At variance with previous studies, we also evaluated the clinical significance of CPD parameters in ICU patients with or without liver dysfunction. Interestingly, both LY and MO data displayed peculiar trends in ICU patients without or with liver impairment (Tables 2,3,4), exhibiting diagnostic performances that were rather different in each of these two populations (Table 4). Such trend could be explained by the different inflammatory response in hepatopathic septic patients, as currently reported in the scientific literature (19). Taken together, this data highlights the need of additional research aimed to verify the diagnostic performance of all quantitative and qualitative leukocyte parameters in septic patients according to the presence or absence of liver dysfunction, wherein this condition may have a remarkable influence on leukocyte biology (e.g., by impairing production, survivor or both) (20).

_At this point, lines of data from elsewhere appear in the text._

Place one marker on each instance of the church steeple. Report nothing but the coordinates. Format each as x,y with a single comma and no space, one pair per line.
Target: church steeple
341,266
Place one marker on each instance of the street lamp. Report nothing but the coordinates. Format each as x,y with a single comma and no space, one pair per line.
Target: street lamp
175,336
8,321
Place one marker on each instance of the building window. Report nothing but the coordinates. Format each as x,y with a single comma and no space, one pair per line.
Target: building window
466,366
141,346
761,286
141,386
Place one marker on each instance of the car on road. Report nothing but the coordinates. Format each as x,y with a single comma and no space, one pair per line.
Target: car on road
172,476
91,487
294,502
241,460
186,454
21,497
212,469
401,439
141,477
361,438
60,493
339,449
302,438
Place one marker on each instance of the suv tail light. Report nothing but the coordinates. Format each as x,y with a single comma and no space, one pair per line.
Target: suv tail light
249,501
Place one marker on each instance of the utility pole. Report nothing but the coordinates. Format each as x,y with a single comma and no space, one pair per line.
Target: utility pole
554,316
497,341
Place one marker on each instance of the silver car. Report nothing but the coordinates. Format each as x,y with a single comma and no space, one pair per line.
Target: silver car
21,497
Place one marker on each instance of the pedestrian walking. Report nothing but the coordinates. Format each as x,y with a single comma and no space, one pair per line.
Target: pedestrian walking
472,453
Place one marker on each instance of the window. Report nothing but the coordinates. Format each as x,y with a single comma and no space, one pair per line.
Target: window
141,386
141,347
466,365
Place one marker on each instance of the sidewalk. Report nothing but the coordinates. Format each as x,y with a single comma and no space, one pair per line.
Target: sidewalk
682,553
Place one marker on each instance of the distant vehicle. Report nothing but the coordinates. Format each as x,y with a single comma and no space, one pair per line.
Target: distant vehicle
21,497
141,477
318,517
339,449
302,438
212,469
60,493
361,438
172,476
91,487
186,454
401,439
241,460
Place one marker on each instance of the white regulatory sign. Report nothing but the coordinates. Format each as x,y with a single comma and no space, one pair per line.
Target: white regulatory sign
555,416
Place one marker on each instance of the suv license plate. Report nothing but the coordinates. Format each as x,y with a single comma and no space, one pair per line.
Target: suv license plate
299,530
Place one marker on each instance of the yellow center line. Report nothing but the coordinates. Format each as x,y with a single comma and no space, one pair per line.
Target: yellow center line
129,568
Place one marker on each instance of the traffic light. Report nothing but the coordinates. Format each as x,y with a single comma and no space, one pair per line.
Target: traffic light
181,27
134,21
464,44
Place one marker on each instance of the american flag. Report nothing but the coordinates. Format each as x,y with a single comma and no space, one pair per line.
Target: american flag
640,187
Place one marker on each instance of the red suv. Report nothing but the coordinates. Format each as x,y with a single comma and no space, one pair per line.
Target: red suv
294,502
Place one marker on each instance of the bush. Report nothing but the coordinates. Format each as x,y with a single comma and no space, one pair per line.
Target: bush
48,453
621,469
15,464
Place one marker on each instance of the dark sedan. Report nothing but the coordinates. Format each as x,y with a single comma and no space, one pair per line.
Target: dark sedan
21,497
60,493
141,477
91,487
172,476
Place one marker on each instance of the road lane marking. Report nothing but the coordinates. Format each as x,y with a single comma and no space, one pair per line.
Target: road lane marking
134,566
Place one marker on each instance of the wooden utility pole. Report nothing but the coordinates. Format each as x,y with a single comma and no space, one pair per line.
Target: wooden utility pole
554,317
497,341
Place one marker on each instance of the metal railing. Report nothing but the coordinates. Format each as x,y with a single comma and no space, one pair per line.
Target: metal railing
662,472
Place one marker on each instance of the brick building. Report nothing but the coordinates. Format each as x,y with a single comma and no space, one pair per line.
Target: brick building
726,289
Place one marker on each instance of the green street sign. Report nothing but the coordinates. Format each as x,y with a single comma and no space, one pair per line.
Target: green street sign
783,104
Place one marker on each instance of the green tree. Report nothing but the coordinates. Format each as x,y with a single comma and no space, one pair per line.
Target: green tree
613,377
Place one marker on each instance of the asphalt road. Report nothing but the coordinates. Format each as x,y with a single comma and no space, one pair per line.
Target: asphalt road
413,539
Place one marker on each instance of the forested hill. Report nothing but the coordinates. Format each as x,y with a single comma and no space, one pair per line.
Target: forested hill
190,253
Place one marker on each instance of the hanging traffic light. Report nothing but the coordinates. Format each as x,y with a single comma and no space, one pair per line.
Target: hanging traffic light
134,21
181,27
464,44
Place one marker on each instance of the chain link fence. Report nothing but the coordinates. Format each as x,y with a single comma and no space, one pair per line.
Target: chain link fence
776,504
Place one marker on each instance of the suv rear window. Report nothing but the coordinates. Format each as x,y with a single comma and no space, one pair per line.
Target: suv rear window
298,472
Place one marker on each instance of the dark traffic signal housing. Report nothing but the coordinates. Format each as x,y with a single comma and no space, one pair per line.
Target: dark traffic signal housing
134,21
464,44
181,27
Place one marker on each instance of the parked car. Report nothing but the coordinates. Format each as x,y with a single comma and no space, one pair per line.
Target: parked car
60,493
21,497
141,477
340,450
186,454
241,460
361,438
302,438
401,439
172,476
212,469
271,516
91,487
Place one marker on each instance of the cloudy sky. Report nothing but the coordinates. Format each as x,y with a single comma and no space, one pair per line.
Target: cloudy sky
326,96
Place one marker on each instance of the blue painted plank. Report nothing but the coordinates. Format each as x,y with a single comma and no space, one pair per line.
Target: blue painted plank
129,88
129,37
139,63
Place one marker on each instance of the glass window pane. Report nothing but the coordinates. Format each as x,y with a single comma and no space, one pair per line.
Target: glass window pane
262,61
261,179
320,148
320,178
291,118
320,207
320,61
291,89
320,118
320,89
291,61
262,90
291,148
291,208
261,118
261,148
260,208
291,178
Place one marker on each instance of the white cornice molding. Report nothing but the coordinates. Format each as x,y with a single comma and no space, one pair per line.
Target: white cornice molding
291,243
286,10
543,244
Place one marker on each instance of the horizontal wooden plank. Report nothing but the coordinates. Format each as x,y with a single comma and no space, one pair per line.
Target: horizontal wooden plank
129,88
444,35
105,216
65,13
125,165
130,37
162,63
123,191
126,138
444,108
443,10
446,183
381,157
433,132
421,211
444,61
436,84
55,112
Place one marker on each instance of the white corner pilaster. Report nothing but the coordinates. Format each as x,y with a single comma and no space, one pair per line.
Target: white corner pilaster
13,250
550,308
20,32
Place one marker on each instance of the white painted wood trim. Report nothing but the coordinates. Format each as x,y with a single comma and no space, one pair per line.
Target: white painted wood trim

An additional important information emerging from this study is that the convincing association between some CPD parameters (i.e., NE-SFL and MO-X) and the SOFA score discloses a potential and interesting application for prognostication of septic patients in the ICU, since these indices would apparently reflect a clinical worsening. Interestingly, NE-SFL displayed similar trends in both patients with or without liver dysfunction, so that they may be potentially used interchangeably for predicting clinical worsening. On the other hand, data emerged with measurement of LY-Y in the same patient population suggest that this parameter should only be used when a sub-classification according to the liver function is available (Table 5). This paradigmatic trend may also be explained by the different immune response that has been convincingly demonstrated in patients with or without liver impairment (21,22).
The results of this study suggest that some novel CPD parameters generated by Sysmex XN-9000 (namely NE-SFL and MO-X) may provide clinically useful information for diagnosis and management of sepsis in the ICU. Importantly, their diagnostic performance seems to be at least in part related to the liver function of such patients, so that their use should always take into consideration whether liver dysfunction is present or not. It is also noteworthy that CPD parameters are automatically generated along with the CBC on Sysmex XN-9000, so that their measurement would enable to obtain rapid and virtually inexpensive information to the clinicians.
Acknowledgements
None.
Ethical Statement: The investigation was based on pre-existing samples, so that ethical permission and informed consent were unnecessary.
Footnotes
Conflicts of Interest: The authors have no conflicts of interest to declare.